Researchers in the study looked at the connection between body mass index (“BMI”) and death rates over a considerable amount of time. The numbers broke down to nearly 50,000 women and 5,000 men aged 40 and over in Canada.
How the researchers differed their analysis from previous studies was to not focus on BMI as a proxy for fat. In addition, they chose subjects who had already gone through an X-ray to see if they had decreased bone density and possibly the medical condition osteoporosis.
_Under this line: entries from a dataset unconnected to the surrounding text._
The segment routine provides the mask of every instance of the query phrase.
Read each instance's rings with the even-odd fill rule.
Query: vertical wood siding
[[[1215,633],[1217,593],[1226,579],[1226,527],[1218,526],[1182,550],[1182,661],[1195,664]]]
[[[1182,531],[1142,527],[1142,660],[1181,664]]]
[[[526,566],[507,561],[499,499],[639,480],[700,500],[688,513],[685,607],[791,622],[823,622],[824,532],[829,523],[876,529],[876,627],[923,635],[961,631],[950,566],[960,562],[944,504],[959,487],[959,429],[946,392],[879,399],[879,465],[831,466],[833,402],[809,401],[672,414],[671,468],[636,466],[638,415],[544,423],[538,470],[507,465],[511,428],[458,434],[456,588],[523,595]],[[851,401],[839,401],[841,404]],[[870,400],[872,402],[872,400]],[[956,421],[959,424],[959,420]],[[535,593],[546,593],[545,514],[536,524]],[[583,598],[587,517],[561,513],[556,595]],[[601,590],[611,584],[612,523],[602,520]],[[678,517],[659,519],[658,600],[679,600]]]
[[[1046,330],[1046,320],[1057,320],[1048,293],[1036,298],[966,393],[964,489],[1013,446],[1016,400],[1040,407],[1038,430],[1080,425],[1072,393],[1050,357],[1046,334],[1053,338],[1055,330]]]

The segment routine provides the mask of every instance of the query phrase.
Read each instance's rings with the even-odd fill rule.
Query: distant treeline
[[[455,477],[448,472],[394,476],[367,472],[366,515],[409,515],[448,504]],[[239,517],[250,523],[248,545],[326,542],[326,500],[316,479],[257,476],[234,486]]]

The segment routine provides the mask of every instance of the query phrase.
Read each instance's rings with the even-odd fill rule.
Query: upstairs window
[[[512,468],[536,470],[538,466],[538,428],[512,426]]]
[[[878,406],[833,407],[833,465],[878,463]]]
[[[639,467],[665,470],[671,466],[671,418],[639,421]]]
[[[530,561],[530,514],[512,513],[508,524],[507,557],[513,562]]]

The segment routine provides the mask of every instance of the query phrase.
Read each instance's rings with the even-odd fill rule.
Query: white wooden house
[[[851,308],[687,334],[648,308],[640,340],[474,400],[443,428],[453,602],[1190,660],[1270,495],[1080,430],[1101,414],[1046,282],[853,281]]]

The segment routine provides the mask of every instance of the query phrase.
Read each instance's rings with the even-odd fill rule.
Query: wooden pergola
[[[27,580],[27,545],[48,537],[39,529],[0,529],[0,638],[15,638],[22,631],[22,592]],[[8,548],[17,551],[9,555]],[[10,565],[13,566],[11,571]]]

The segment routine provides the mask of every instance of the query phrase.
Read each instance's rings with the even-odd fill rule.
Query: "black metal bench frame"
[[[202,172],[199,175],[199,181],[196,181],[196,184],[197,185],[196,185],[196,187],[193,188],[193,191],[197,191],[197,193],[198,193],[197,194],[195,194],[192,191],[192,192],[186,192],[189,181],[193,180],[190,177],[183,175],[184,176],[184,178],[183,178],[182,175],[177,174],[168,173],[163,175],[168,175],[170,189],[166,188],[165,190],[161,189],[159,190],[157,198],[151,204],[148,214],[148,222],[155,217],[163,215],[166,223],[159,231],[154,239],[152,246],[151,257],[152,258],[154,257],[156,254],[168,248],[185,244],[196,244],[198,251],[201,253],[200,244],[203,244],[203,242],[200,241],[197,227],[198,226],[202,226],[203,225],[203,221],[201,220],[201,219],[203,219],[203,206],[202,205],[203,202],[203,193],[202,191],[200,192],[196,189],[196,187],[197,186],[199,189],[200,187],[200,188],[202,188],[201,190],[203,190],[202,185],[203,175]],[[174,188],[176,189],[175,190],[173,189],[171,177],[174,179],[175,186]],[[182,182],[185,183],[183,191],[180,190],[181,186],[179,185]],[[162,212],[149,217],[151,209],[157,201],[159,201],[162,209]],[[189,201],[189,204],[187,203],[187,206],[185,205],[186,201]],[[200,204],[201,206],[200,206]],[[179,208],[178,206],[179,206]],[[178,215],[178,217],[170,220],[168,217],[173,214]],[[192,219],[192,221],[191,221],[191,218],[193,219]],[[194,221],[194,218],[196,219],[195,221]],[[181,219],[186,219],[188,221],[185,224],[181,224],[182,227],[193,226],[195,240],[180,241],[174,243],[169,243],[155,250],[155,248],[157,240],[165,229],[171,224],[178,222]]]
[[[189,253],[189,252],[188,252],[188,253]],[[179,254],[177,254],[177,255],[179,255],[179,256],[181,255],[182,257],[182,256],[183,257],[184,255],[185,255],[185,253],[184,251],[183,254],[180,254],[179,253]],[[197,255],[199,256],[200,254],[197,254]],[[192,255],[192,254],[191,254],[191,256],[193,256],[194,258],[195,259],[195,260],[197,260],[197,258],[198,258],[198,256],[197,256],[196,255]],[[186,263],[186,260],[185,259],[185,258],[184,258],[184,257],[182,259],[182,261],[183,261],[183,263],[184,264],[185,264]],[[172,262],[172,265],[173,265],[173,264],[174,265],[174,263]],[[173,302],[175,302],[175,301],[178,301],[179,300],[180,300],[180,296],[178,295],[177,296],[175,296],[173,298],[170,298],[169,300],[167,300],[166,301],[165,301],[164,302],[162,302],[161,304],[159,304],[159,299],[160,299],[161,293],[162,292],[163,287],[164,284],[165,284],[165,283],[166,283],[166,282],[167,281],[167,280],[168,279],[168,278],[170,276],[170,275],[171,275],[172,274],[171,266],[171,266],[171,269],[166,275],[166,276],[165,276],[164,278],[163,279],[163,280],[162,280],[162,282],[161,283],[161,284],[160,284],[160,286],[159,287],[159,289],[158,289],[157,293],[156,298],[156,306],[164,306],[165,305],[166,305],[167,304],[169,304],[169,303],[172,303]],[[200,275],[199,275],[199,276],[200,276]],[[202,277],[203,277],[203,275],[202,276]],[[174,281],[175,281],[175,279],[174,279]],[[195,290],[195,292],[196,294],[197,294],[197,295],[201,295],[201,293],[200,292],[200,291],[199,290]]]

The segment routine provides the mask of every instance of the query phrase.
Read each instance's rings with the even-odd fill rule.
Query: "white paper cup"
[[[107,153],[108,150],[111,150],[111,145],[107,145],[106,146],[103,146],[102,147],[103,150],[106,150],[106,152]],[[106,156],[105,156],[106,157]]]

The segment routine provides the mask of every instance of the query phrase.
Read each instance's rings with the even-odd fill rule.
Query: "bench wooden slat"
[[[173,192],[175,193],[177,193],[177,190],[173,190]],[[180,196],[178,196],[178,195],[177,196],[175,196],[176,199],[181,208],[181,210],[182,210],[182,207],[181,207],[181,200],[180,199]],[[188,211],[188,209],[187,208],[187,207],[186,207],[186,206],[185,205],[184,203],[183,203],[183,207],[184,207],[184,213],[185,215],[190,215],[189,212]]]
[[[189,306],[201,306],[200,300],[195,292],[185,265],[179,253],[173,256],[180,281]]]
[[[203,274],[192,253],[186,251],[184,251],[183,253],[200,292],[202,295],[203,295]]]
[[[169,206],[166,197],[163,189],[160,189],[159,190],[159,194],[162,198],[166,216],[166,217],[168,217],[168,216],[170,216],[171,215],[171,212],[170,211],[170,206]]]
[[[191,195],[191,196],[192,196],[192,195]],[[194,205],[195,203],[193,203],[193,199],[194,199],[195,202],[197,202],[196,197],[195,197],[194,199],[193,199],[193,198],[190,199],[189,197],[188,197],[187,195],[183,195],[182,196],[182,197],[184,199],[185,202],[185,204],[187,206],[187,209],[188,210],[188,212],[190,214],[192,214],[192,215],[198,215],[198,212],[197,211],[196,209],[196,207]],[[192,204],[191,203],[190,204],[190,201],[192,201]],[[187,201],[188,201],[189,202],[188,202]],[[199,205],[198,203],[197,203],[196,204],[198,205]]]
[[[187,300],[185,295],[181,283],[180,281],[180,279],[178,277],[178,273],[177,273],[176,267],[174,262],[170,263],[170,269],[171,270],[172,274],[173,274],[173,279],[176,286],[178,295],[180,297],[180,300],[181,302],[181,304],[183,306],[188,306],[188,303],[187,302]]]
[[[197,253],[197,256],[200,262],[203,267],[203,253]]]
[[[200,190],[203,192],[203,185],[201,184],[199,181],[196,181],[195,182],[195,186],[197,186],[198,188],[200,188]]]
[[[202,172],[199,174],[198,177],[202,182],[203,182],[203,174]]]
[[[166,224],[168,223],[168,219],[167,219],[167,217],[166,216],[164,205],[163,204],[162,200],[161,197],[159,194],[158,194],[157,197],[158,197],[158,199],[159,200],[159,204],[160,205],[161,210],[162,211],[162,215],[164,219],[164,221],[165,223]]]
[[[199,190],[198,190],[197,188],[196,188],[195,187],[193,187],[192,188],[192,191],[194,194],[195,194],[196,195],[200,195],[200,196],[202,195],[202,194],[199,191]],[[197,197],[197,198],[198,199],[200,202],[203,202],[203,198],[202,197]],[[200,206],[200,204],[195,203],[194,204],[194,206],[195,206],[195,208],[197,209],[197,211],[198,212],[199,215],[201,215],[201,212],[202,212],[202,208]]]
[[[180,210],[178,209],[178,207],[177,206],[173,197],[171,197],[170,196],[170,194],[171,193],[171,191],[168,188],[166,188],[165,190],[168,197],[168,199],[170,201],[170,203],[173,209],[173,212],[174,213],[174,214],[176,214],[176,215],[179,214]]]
The results of the study were interesting because the skinniest women, women who had a BMI of around 22.5 (women who were normal weight and underweight) had a 44% higher risk of dying when checked on a 7 year follow-up. In contrast, women who had higher total body fat, at a rate of 38.7% had a 19% higher death rate on the follow-up.
As for the men, the skinniest of the men based on a 23.8 BMI had a 45% higher death rate during the follow-up time frame, as compared to men with more than 36% body fat having a 59% higher risk of dying.
As for the cause of death, the study did not look to what caused the individuals’ deaths. What it did conclude was that a BMI on the overweight side and middle of the index gave an individual a better survival rate.